We need to talk about feminism

“Feminism is about repairing and imagining a new way of changing the world.  It is not a set of demands, it’s about who we are.” – Beatrix Campbell

Such a compelling call to action is surely something that we can all sign up to, isn’t it? The rallying cry for new social constructs and better political representation that is about the people, for the people.  The trouble is, too many of those terms are fluid, undefined and susceptible to manipulation if not misinterpretation – politics, identity, community, feminism.  Is it any wonder that we don’t know who we are or what we stand for, never mind knowing if we’re there yet?

All the more reason to go back to basics and ask some fundamental questions, because despite what the neoliberal veneer of a happy productive life full of stuff (the aspiration if not the possession) would have us believe, life is not all democracy, liberty and equality.

Feminism has to mean something otherwise it means nothing at all

According to Finn Mackay, feminist activist and researcher, the ill-informed assumption that choice begets equal opportunities is the root cause of the problem that prevails.

In theory, we can choose to be whoever we want to be, in our jobs, in our lives, in every sphere of Western civilisation, so progressive is the 21st century.   Practice tells a whole different story - the lie of “choice feminism”.

There has been no revolution to resolve the ideological conflict, there has been no radical shift to alter the status quo, the prevailing attitudes and behaviour that govern the lives of many women means they remain in a state of subjugation – under-represented in politics and in the workplace, over-represented in domestic life and the gendered arts, victimised and humiliated in male-dominated discourse and warfare.

Speaking at the Bristol Women’s Literature Festival, Mackay, founder of the London Feminist Network, set the scene in no uncertain terms:  “We live in an increasingly atomised society where we are all supposed to see ourselves as individuals pursuing our own identity projects.”

The toxic idea of the modern era is that progress and success is down to you and you alone - if you try hard enough, you can make it.  And if you don’t succeed in having it all, you’ve failed.  Because success is open to everyone, we all have a choice, live with it or change it, it’s that easy.  The more you work, the more you buy, the more you proclaim your identity as suitable for fitting in with our consumerist culture that values productivity and success as the highest form of existence.  There is no battle, only choice.

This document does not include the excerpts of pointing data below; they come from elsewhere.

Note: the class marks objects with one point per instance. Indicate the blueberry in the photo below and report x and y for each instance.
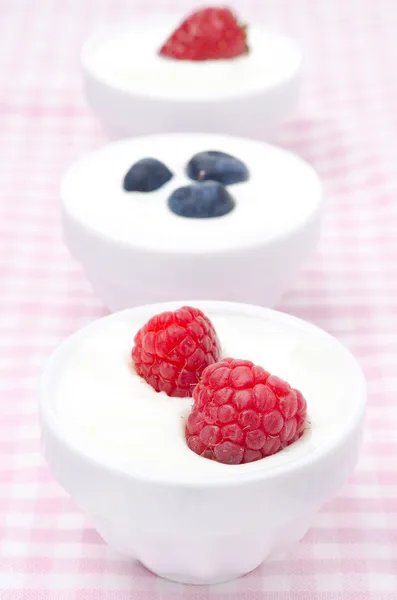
(146, 175)
(217, 166)
(201, 201)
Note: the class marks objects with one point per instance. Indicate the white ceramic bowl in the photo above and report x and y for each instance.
(133, 91)
(195, 529)
(135, 251)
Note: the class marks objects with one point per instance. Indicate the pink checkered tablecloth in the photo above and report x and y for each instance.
(347, 128)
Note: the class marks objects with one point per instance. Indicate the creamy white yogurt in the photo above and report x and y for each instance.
(128, 59)
(109, 412)
(282, 193)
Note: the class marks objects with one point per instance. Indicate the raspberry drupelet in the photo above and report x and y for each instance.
(241, 413)
(172, 350)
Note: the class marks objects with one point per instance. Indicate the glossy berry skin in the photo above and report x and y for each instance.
(172, 350)
(217, 166)
(207, 34)
(241, 413)
(201, 201)
(146, 175)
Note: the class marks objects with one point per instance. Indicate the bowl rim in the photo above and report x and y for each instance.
(222, 139)
(51, 423)
(170, 20)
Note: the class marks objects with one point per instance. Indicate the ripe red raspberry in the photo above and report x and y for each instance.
(172, 350)
(241, 413)
(207, 34)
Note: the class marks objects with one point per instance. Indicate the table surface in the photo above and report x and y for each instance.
(347, 128)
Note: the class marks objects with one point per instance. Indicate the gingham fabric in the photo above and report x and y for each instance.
(347, 128)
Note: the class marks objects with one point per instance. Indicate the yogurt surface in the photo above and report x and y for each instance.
(106, 410)
(282, 192)
(128, 59)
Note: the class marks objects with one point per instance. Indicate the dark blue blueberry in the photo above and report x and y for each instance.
(201, 201)
(217, 166)
(146, 175)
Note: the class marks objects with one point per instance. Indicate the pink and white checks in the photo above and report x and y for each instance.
(347, 128)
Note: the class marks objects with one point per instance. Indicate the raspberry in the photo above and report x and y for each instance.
(241, 413)
(172, 350)
(207, 34)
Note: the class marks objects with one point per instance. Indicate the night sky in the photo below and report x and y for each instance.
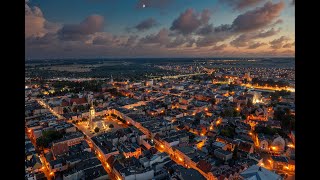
(159, 28)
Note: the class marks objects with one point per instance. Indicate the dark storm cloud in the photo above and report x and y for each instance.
(241, 4)
(154, 3)
(278, 43)
(76, 32)
(258, 18)
(256, 45)
(146, 24)
(189, 21)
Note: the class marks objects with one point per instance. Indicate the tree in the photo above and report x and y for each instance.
(74, 109)
(235, 153)
(249, 103)
(65, 110)
(228, 112)
(213, 101)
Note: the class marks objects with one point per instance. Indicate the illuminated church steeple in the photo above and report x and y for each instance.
(92, 112)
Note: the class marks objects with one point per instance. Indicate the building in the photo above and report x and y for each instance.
(258, 172)
(95, 121)
(222, 154)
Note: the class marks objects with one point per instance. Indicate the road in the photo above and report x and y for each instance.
(269, 87)
(177, 76)
(44, 163)
(50, 175)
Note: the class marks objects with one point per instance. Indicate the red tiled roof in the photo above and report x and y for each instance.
(292, 162)
(78, 100)
(245, 146)
(204, 166)
(222, 177)
(60, 148)
(64, 103)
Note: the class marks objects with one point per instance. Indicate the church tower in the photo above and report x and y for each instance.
(111, 80)
(91, 112)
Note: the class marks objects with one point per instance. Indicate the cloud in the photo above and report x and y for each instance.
(162, 38)
(278, 43)
(213, 39)
(132, 40)
(268, 33)
(241, 41)
(219, 48)
(256, 45)
(154, 3)
(78, 32)
(35, 24)
(205, 30)
(222, 28)
(257, 18)
(246, 39)
(241, 4)
(146, 24)
(288, 45)
(189, 21)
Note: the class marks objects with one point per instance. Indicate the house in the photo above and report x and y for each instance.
(280, 163)
(246, 147)
(59, 149)
(183, 173)
(223, 154)
(258, 172)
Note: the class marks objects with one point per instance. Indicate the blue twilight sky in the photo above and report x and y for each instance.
(105, 28)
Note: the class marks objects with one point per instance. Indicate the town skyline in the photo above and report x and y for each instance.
(172, 28)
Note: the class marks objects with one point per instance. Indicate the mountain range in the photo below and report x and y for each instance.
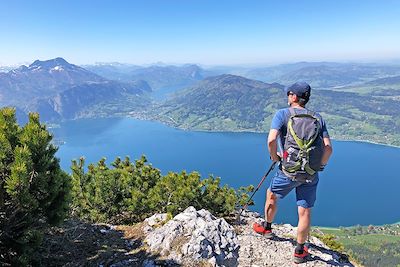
(60, 90)
(234, 103)
(359, 101)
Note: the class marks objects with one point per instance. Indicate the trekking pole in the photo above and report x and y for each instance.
(258, 187)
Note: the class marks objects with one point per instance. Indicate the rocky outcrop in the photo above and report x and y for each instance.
(195, 235)
(256, 250)
(194, 238)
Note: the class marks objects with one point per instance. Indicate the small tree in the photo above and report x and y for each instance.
(34, 191)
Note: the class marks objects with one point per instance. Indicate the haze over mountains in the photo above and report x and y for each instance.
(359, 101)
(59, 90)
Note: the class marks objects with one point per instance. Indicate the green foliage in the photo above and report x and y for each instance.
(128, 192)
(367, 245)
(331, 241)
(34, 190)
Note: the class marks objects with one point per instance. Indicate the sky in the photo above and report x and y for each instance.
(207, 32)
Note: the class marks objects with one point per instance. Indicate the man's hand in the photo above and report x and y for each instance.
(275, 158)
(322, 167)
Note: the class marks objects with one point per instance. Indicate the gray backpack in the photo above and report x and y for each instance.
(303, 146)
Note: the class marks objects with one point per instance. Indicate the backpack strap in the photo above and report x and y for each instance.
(292, 111)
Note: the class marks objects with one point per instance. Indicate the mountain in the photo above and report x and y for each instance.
(234, 103)
(331, 75)
(92, 100)
(60, 90)
(160, 77)
(113, 71)
(225, 102)
(321, 75)
(42, 78)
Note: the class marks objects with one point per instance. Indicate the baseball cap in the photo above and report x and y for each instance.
(301, 89)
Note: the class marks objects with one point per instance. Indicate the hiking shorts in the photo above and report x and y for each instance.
(306, 193)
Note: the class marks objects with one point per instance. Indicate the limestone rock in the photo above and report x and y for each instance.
(196, 235)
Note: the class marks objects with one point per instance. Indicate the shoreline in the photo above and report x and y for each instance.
(258, 132)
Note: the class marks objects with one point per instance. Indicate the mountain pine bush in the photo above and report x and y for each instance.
(128, 192)
(34, 191)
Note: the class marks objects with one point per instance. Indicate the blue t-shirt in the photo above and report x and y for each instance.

Only that’s not the truth.  And the biggest danger to feminism as a movement agitating for change is if we accept the lie. 

The drama of self-discovery

According to the activist and journalist Beatrix Campbell, who was sharing the platform with Mackay, the very notion of what feminism stands for needs challenging and reasserting – it’s not just about equality, if equality means level footing in an unchanged world.  It’s about radical change on all fronts, changes to the social and political infrastructures that were grounded in error and have grown up from those poorly nourished roots.  Rip it up and start again.

And how we do that? By reducing the distance between us and acting as a collective. 

Society may conspire to make us “fiercely individualistic”, in the words of the third panellist, New Statesman deputy editor Helen Lewis, but we don’t have to accept that philosophy.  Depersonalise the mantra, embrace the imperfections, challenge the discourse and gather in real, live forums where a palpable sense of energy and enthusiasm can create the necessary momentum to propel genuine change.

As Campbell put it, feminism is about nurturing a movement in admittedly bleak albeit exhilarating times where the predominantly divisive ethos of many of the systems that frame our existence need not define them:

“This is the beginning of the story, not the end.”